Now, let's implement the run loop that will simulate a fetch-decode-execute cycle.

#include <stdio.h>
#include "reg.c"
#include "cpu.h"
Registers reg;
unsigned char mem[65536];
void cpu_run() {
	reg.X = 0x0;
	reg.Y = 0x0;
	reg.A = 0x0;
	reg.P = 0x0;
	
	reg.S = 0x01FF;
	reg.PC = 0x8000;
	
	for(;;) {
		unsigned char op = mem[reg.PC];
		
		switch(op) {
			case 0x00:
				++reg.PC;
				printf("Run opcode 0x00");
				break;
			case 0x01:
				++reg.PC;
				printf("Run opcode 0x01");
				break;
			case 0x02:
				++reg.PC;
				printf("Run opcode 0x02");
				break;
			default:
				/* no-op */
				break;
		}
	}
}

Here is what is going on:

In this example, I've only implemented up to opcode 0x02. The rest should just be typing.. or scripting... whatever you prefer.

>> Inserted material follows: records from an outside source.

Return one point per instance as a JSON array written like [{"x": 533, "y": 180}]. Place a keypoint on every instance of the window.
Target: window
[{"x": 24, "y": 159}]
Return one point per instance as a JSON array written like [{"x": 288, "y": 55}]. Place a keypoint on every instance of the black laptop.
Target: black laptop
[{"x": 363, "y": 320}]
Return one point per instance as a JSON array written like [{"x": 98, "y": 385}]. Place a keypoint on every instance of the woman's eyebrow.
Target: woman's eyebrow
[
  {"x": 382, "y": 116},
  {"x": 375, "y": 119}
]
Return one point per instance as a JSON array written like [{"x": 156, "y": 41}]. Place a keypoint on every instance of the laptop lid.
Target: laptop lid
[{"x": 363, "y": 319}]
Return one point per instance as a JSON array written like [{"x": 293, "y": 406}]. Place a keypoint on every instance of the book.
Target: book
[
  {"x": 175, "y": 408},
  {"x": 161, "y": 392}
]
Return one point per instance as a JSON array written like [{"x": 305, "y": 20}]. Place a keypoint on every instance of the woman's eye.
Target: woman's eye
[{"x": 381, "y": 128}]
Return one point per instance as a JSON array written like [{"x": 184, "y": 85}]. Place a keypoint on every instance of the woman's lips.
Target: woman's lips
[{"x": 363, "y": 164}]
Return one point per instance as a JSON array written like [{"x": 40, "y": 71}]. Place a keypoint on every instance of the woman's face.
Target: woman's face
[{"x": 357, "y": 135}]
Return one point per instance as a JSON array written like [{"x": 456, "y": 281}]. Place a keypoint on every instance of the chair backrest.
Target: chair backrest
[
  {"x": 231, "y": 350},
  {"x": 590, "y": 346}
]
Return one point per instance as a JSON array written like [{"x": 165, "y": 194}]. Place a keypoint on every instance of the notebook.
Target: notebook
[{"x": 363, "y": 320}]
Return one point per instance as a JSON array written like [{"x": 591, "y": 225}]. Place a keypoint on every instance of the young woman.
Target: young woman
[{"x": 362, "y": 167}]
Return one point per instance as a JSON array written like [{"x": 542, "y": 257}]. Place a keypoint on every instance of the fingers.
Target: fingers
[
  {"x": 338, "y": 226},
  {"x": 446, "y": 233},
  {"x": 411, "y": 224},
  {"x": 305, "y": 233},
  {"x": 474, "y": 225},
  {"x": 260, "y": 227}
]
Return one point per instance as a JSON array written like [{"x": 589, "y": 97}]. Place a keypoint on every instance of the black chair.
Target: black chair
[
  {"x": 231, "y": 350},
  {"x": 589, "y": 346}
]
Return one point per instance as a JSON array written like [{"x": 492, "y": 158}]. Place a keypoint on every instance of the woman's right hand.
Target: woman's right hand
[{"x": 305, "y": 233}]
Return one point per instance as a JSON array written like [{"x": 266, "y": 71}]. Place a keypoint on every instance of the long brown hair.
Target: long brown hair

But just by having this skeleton code tells us a couple of things:

  1. We need to implement a memory controller. Having an array of bytes is not going to cut it because the 6502 uses an MMIO system and many peripherals will access certain addresses along with the NES using memory mirroring in certain spaces. We need to abstract this away and make it easier to program by providing an API to deal with this.
  2. We need to be able to know how many bytes to increment the PC depending on the opcode being executed.
  3. We should take advantage early in this CPU process to also create a disassembler. This will help us become familiar with the 6502 assembly language.

Okay, let's get started.

Memory Controller

Refer to the Memory Map of the NES for the address ranges we should hand for our memory manager. For now let's create two new files, mem_man.h and mem_man.c.

Let's keep our API simple by defining two functions: mm_read, which will receive an address and return a byte in that location memory. mm_write, which will write a byte to a particular address.

mem_man.h

#ifndef GR_MEM_MAN_H
#define GR_MEM_MAN_H
unsigned char mm_read(unsigned short address);
void mm_write(unsigned short address, unsigned char value);
#endif

mem_man.c

#include "mem_man.h"
#include "memory.c"
extern unsigned char memory[MEMORY_SIZE];
unsigned char mm_read(unsigned short address) {
	return memory[address];
}
void mm_write(unsigned short address, unsigned char value) {
	memory[address] = value;
}

memory.c

#define MEMORY_SIZE	65536
unsigned char memory[MEMORY_SIZE];

memory.c will be nifty in that it will serve as a global memory variable for all our source files to access. As you can see, the implementation of our API is super simple for now. We just read and write from and to the appropriate addresses in the memory array.

Now, we can modify the cpu_run function to use this new memory controller.

		...
		unsigned char op = mm_read(reg.PC);
		...

I think now is the time to construct our big switch statement to write a basic STDOUT disassembler of the ROM we will (eventually) be reading into our machine.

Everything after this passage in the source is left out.